Il presidente dell'associazione Don Gnocchi Voglia di Vivere, Cosimo Limardo, solleva il tema dell’accesso agli studi medici come causa strutturale della crisi sanitaria. Una richiesta formale alle massime istituzioni dello Stato per cambiare rotta

La crisi della sanità italiana, e in particolare di quella calabrese, non è solo una questione di risorse o di organizzazione. È, prima ancora, una questione di scelte politiche che incidono sul futuro di un’intera generazione. Da questa consapevolezza nasce l’appello di Cosimo Limardo, presidente dell’associazione “Don Gnocchi Voglia di Vivere” di San Calogero e vicepresidente del Partito Unione Nazionale Italiana, che ha indirizzato una formale richiesta al Presidente della Repubblica Sergio Mattarella, alla Presidente del Consiglio Giorgia Meloni e ai ministri Anna Maria Bernini e Orazio Schillaci.
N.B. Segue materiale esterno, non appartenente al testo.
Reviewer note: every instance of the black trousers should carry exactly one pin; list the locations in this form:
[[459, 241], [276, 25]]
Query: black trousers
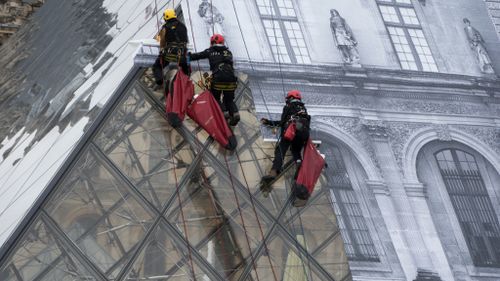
[[297, 144], [158, 67], [227, 103]]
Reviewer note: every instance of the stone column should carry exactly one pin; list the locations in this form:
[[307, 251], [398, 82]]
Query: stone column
[[408, 240]]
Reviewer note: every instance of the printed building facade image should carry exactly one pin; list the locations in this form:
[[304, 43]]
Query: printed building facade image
[[405, 103]]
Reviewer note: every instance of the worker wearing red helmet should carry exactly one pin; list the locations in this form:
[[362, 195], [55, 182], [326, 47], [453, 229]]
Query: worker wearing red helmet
[[295, 112], [224, 82]]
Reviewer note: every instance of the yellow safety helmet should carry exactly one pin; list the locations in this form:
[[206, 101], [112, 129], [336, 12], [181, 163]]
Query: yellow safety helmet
[[169, 14]]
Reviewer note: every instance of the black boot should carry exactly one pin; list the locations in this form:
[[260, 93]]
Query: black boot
[[235, 115], [270, 177]]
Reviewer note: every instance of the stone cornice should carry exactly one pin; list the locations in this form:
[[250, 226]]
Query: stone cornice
[[388, 80]]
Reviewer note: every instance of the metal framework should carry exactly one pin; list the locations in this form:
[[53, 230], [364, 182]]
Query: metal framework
[[121, 180]]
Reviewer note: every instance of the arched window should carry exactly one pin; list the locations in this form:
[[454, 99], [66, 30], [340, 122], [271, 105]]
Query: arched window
[[358, 242], [472, 205]]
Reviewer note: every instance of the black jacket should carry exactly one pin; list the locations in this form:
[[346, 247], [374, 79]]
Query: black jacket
[[292, 108], [173, 31], [219, 57]]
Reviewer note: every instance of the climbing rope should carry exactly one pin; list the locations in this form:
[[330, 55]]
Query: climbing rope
[[171, 152]]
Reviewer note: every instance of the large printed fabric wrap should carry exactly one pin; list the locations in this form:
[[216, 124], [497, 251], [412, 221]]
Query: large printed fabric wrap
[[309, 172], [178, 101], [206, 112]]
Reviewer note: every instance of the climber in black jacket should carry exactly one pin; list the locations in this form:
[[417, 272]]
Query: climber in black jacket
[[294, 111], [173, 40], [224, 82]]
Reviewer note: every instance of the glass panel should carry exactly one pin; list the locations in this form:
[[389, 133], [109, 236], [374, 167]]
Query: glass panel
[[265, 7], [423, 50], [402, 48], [409, 16], [389, 13], [286, 8], [162, 259], [273, 31], [39, 257], [472, 205], [140, 142], [99, 213], [297, 41], [359, 244]]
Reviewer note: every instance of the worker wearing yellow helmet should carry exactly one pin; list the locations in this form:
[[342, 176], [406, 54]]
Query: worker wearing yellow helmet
[[173, 40]]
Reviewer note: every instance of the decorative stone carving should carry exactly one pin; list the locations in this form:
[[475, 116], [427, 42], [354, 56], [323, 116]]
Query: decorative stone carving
[[415, 189], [488, 135], [399, 134], [443, 132], [212, 17], [435, 106], [344, 38], [378, 187], [375, 128], [426, 275], [353, 127], [477, 45]]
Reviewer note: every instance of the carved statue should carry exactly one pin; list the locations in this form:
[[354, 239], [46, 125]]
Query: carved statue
[[477, 44], [344, 38], [212, 17]]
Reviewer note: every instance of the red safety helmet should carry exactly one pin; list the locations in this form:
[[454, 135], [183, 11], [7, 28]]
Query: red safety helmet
[[295, 94], [216, 39]]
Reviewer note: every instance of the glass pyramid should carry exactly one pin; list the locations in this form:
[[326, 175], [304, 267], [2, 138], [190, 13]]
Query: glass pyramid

L’obiettivo è chiaro: abolire il cosiddetto “semestre filtro” per l’accesso alla Facoltà di Medicina e Chirurgia, considerato non una soluzione ma un ulteriore ostacolo al diritto allo studio e alla tenuta del Servizio sanitario nazionale.

Una battaglia che parte da lontano

Limardo da anni conduce un’attività costante di sensibilizzazione sul tema della sanità, scrivendo e sollecitando le istituzioni a ogni livello. Un impegno che non nasce da una posizione ideologica, ma dalla convinzione che la salute sia un diritto costituzionale e che la rassegnazione non possa diventare una risposta politica. La continuità dell’azione, sottolinea, è essa stessa un messaggio: difendere i diritti dei cittadini, soprattutto dei più fragili, richiede coerenza e perseveranza.

Giovani esclusi, ospedali svuotati

Secondo Limardo, il semestre filtro ha prodotto l’effetto opposto rispetto alle intenzioni dichiarate. Migliaia di studenti, dopo mesi di studio e sacrifici economici, si ritrovano esclusi dal percorso universitario senza reali alternative. Molti sono costretti a cercare fortuna all’estero, in Paesi come Romania, Polonia o Albania, mentre altri rinunciano definitivamente al sogno di diventare medici o infermieri. Una possibilità, quest’ultima, che non tutte le famiglie possono permettersi, aggravando le disuguaglianze sociali. A questo si aggiunge il costo elevato dei corsi di preparazione, che rende l’accesso agli studi sanitari sempre meno equo. Il risultato è un sistema che, di fatto, seleziona per reddito e non per merito.

Il paradosso della carenza di medici

La mancanza di personale negli ospedali italiani, e calabresi in particolare, non è per Limardo il frutto di una “fuga” di professionisti verso il Nord, ma la conseguenza diretta di un numero chiuso che limita l’ingresso alle professioni sanitarie. Un paradosso che costringe le istituzioni a cercare medici all’estero, come dimostra l’appello del presidente della Regione Calabria Roberto Occhiuto per l’arrivo di professionisti da Cuba e da altri Paesi. Una soluzione tampone che non affronta il nodo centrale: senza un accesso più ampio e giusto alla formazione, il Servizio sanitario nazionale continuerà a perdere pezzi, tra carenze strutturali e servizi ridotti.

Da qui la richiesta finale: un decreto che abolisca definitivamente il semestre filtro e il numero chiuso, restituendo ai giovani il diritto allo studio e al Paese la possibilità di formare i professionisti di cui ha urgente bisogno. Una scelta che, secondo Limardo, non riguarda solo il futuro dei singoli studenti, ma la tenuta stessa della sanità pubblica italiana.